Below is the rest of the code in-case:
def write(mainimage, secret, output):
#string contains the header, data and length in binary
Stringbits = dcimage.createString(secret)
imageObject = Image.open(mainimage).convert('RGB')
imageWidth, imageHeight = imageObject.size
pixels = imageObject.load()
rgbDecimal_Array = []
rgb_Array = []
count = 0
#loop through each pixel
for x in range (imageWidth):
for y in range (imageHeight):
r,g,b = pixels[x,y]
#convert each pixel into an 8 bit representation
redPixel = list(bin(r)[2:].zfill(8))
greenPixel = list(bin(g)[2:].zfill(8))
bluePixel = list(bin(b)[2:].zfill(8))
pixelList = [redPixel, greenPixel, bluePixel]
#for each of rgb
for i in range(0,3):
#verify we have reached the end of our hidden file
if count >= len(Stringbits):
#convert the bits to their rgb value and appened them
for rgbValue in pixelList:
pixelnumbers1 = int(''.join(str(b) for b in rgbValue), 2)
#print pixelnumbers1
rgb_Array.append(pixelnumbers1)
pixels[x, y] = (rgb_Array[0], rgb_Array[1], rgb_Array[2])
print "Completed"
return imageObject.save(output)
#If we haven't rached the end of the file, store a bit
else:
pixelList[i][7] = Stringbits[count]
count+=1
pixels[x, y] = dcimage.getPixel(pixelList)
You have a fundamental misunderstanding of how computers see any type of data.

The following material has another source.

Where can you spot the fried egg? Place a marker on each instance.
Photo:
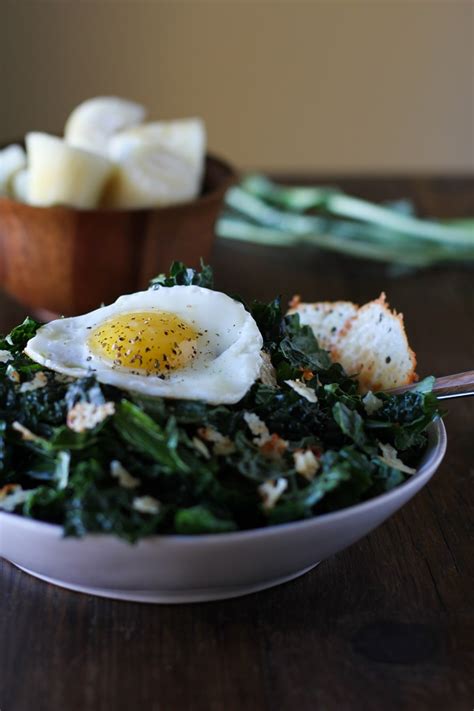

You read the bytestream of a file, which looks like a string to you, but each character is actually a byte, a value from 0 to 255. It just happens that some of them are represented by conventional string characters. Try print(bytes(range(256)) to see them all. Most standard encryption functions take a byte array in and spit a byte array out. It just happens that you get more of the bytes that don't have a "simple" representation. But they are not any less bytes than what you initially fed in.
Your dcimage.py has the following:
#get the file data in binary
fileData = bytearray(open(secret, 'rb').read())#opens the binary file in read or write mode
for bits in fileData:
binDataString += bin(bits)[2:].zfill(8)#convert the file data to binary
There is nothing that stops you from doing this
fileData = open(secret, 'rb').read() # a bytes object by default
encryptedData = myEncryptionFuction(fileData) # also a bytes object
for bits in encryptedData:
# ...
VERY IMPORTANT: You add a null byte at the end of your message so your extracting sequence knows when to stop. If you compress, or encrypt, a string (or byte array), it is likely a null byte will be part of that stream, which will break your extraction sequence. In that case you want to use a header that tells your program ahead of time how many bits to extract.
By the way, bytes are already in an integer form.
>>> some_byte = b'G'
>>> some_byte[0]
71
You're better of using bitwise operations for steganography. You take bytes and instead of using bitwise operations between them and your pixels, you turn both to binary strings, slice and stitch them and then turn them back to integers.
def bytes_to_bits(stream):
for byte in stream:
for shift in range(7, -1, -1):
yield (byte >> shift) & 0x01
secret_bits = tuple(bytes_to_bits(encoded_data))
# simplified for one colour plane
for x in range(image_height):
for y in range(image_width):
# (pixel AND 254) OR bit - the first part zeroes out the lsb
pixels[x,y] = (pixels[x,y] & 0xfe) | secret_bits[count]
count += 1
# -------------------------------------
# to extract the bit from a stego pixel
bit = pixel & 0x01
Integers can be encryted by adding each digit to a random integer stream in the range 0 to 9, subtracting 10 when the sum > 9. Modulo should be avoided because of ambiguities.